ベテラン教師は当たり前にこなしているけど、誰も「当日の動き方」をちゃんと教えてくれない。これ、学校あるあるです。
この記事では、元教師の私が新任時代に運動会当日にやらかした経験と、3年目以降に確立した「運動会本番・当日の動き方完全マニュアル」を、時系列で解説します。読み終わるころには、本番当日の自分の動きが頭の中で再生できるようになっているはずです。
運動会当日、新任教師が押さえるべき3つの大原則
具体的な時系列に入る前に、本番当日の大前提となる3つの原則から。
原則1:「自分のクラスを見る」より「係の仕事を完璧にやる」が優先
新任の本能として「自分のクラスの応援に行きたい!」と思うはず。でも、当日の運動会は係の仕事が回らないと進行が止まります。あなたが任された係は、学校全体の進行を支える歯車。まずは係優先、空いた時間でクラスを見る、の順です。
原則2:「予定通りに動かない」を前提にしておく
当日は必ず予定外のことが起きます。プログラム変更、ケガ、トイレ、保護者からの問い合わせ、アナウンスミス。「予定通りいかなくて当たり前」と思っておけば、想定外が来ても焦りません。
原則3:分からなければ即、学年主任に聞く
当日に「これどうしたら…」と1人で固まるのが一番やってはいけないこと。30秒迷ったら、その場で学年主任か近くの先輩に聞く。これが鉄則です。

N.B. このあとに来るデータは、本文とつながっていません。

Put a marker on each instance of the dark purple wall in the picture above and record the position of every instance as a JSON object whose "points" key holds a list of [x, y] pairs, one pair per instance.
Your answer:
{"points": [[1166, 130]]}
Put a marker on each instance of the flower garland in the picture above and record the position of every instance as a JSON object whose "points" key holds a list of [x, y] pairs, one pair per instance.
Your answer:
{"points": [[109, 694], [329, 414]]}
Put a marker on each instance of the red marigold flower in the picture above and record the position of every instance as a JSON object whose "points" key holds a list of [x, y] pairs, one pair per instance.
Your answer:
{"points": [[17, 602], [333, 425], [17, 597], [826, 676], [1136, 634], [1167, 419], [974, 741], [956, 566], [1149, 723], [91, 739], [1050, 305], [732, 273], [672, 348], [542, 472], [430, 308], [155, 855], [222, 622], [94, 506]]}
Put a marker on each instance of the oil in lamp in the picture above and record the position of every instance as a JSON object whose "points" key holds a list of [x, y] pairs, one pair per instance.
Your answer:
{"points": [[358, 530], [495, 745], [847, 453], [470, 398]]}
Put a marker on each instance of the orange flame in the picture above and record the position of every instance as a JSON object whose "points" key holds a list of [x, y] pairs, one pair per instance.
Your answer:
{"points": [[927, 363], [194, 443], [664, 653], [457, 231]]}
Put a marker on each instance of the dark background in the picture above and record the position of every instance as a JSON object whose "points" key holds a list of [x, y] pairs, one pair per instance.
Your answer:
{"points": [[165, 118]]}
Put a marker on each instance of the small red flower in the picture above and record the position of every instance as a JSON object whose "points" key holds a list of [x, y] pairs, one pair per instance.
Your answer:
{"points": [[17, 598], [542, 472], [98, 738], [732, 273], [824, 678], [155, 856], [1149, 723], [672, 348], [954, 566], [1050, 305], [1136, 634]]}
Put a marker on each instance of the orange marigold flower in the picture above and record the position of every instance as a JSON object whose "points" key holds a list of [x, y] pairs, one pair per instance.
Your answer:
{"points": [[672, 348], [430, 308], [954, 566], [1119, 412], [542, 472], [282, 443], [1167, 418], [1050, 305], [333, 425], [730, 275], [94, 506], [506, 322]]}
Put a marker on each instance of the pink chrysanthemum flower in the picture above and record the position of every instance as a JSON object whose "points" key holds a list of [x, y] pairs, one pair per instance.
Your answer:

運動会当日のタイムライン|時系列で見る新任教師の動き方
ここからが本題。一般的な小学校の運動会の流れに沿って、新任教師がいつ何をすべきかを解説します。
朝6:30〜7:00:誰よりも早く学校に着く
学校暗黙のルール。始業の1時間半前には学校に到着してください。体育主任や教頭はこの時間にはすでに来ています。
やることは:
- 自分のクラスの教室を整える(連絡黒板に当日の流れを書く)
- 救急係・記録係などの自分の係の準備物を確認
- 校庭に出て、自分のクラスの整列位置を確認
- 他の先生方への挨拶(「今日もよろしくお願いします」だけでOK)
早く行きすぎて損することはありません。逆に遅刻すると、その日1日「あの新任、本番に遅刻した先生」というレッテルがつきます。
7:30〜8:15:子どもの登校〜健康観察
子どもが登校してきたら、普段以上に丁寧に健康観察。前日に発熱・腹痛・寝不足などのサインを聞いておきます。
朝の連絡で必ず伝えるべき5つ:
- 水筒は途中で必ず飲むこと(熱中症対策)
- 具合が悪くなったらすぐ先生に言うこと
- トイレは競技の合間に必ず行くこと
- 応援席で勝手に座席を離れないこと
- 保護者を見つけても勝手に席を離れないこと(重要)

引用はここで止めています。